Dystroglycan, a scaffold for the ERK–MAP kinase cascade

Heather J Spence, Amardeep S Dhillon, Marian James, Steven J Winder

Author Affiliations

  1. Heather J Spence1,
  2. Amardeep S Dhillon1,
  3. Marian James23 and
  4. Steven J Winder*,2
  1. 1 The Beatson Institute for Cancer Research, CRUK Beatson Laboratories, Switchback Road, Glasgow G61 1BD, UK
  2. 2 Centre for Developmental Genetics, Department of Biomedical Science, University of Sheffield, Western Bank, Sheffield S10 2TN, UK
  3. 3 Ascent Technology Ltd, Leicester LE19 1SX, UK
  1. *Corresponding author.

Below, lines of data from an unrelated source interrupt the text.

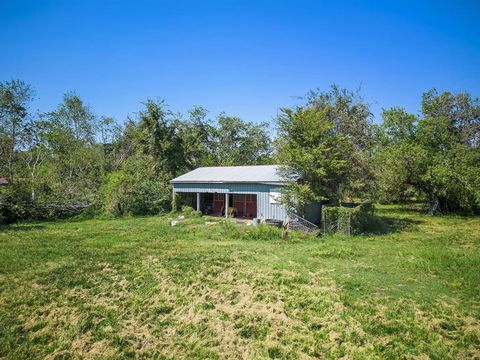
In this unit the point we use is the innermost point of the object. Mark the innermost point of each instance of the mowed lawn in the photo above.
(138, 287)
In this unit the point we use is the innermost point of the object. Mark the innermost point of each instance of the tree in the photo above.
(15, 96)
(157, 136)
(241, 143)
(325, 146)
(76, 161)
(437, 155)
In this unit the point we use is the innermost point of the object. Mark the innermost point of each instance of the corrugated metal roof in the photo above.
(232, 174)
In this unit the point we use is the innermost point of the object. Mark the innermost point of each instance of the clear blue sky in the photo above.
(244, 57)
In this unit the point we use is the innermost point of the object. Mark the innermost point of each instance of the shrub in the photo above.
(190, 211)
(136, 189)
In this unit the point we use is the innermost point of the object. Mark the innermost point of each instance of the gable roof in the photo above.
(232, 174)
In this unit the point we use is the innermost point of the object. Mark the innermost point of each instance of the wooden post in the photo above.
(226, 205)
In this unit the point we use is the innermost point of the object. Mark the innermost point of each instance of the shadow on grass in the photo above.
(383, 225)
(15, 228)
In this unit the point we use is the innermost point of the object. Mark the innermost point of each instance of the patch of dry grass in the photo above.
(140, 288)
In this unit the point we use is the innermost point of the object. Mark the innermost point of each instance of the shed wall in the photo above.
(265, 210)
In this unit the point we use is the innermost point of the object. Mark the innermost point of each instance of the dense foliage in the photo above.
(59, 163)
(68, 160)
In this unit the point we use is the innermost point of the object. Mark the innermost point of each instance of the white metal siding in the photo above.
(265, 210)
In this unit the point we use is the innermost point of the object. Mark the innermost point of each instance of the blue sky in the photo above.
(247, 58)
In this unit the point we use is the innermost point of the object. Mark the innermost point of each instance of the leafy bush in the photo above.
(136, 189)
(348, 220)
(190, 211)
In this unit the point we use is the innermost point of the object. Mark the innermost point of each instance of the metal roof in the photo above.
(232, 174)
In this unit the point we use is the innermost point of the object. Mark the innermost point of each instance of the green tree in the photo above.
(437, 155)
(239, 142)
(15, 96)
(325, 146)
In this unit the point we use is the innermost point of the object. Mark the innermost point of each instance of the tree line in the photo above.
(70, 160)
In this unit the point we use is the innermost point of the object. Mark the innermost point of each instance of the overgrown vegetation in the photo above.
(63, 161)
(138, 287)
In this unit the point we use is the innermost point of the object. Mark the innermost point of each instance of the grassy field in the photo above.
(138, 287)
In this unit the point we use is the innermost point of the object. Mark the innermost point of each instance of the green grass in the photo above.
(138, 287)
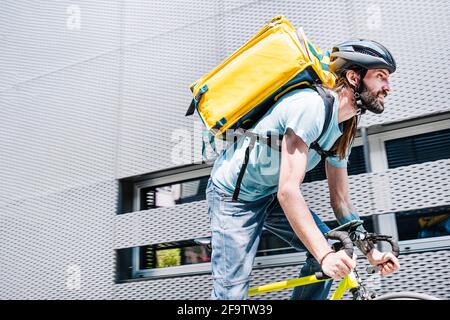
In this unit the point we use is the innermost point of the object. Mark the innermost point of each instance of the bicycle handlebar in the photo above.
(344, 238)
(347, 245)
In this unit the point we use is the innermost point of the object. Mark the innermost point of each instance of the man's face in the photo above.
(376, 88)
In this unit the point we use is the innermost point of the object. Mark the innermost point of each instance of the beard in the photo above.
(373, 101)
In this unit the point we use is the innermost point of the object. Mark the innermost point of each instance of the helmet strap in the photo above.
(360, 108)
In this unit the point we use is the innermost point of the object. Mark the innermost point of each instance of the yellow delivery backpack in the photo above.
(232, 97)
(238, 92)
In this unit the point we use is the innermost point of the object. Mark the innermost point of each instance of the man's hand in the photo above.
(338, 264)
(386, 261)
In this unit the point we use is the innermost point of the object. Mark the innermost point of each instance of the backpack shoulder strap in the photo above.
(328, 101)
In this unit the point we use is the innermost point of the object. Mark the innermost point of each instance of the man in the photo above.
(272, 198)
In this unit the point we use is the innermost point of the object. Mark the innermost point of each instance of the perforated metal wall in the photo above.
(386, 192)
(94, 91)
(414, 275)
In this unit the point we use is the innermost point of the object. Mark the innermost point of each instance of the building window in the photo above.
(173, 194)
(423, 223)
(356, 165)
(420, 148)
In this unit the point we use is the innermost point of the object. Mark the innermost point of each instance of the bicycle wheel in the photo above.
(405, 295)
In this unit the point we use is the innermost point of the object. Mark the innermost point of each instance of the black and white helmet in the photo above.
(366, 54)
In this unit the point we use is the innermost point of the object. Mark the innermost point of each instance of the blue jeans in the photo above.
(236, 230)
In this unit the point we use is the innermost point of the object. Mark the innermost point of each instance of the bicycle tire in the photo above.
(405, 295)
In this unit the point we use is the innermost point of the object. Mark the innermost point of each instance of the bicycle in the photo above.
(346, 235)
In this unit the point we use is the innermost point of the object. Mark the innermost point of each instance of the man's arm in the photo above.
(294, 157)
(339, 194)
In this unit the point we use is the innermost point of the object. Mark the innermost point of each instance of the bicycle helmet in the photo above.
(366, 54)
(363, 55)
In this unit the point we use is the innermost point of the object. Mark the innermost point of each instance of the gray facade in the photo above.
(95, 91)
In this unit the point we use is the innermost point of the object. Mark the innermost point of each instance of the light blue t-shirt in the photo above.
(301, 110)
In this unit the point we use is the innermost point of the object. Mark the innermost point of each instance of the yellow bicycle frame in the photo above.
(349, 282)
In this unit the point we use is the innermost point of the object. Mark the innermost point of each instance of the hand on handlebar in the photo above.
(338, 264)
(386, 262)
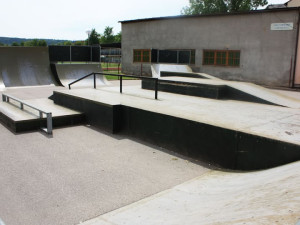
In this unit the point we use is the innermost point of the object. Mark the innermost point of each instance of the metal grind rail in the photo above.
(48, 130)
(155, 80)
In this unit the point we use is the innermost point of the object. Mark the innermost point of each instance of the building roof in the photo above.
(212, 15)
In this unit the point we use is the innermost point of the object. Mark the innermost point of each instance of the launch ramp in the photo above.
(68, 73)
(25, 66)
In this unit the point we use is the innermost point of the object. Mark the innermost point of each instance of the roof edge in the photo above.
(211, 15)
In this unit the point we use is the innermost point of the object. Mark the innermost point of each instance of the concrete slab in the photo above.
(249, 88)
(31, 92)
(80, 173)
(275, 122)
(265, 197)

Tel: +44 114 222 2332; Fax: +44 114 276 5413; E-mail: s.winder{at}
View Abstract


Dystroglycan is an important cell adhesion receptor linking the actin cytoskeleton, via utrophin and dystrophin, to laminin in the extracellular matrix. To identify adhesion‐related signalling molecules associated with dystroglycan, we conducted a yeast two‐hybrid screen and identified mitogen‐activated protein (MAP) kinase kinase 2 (MEK2) as a β‐dystroglycan interactor. Pull‐down experiments and localization studies substantiated a physiological link between β‐dystroglycan and MEK and localized MEK with dystroglycan in membrane ruffles. Moreover, we also identified active extracellular signal‐regulated kinase (ERK), the downstream kinase from MEK, as another interacting partner for β‐dystroglycan and localized both active ERK and dystroglycan to focal adhesions in fibroblast cells. These studies suggest a role for dystroglycan as a multifunctional adaptor or scaffold capable of interacting with components of the ERK–MAP kinase cascade including MEK and ERK. These findings have important implications for our understanding of the role of dystroglycan in normal cellular processes and in disease states such as muscular dystrophy.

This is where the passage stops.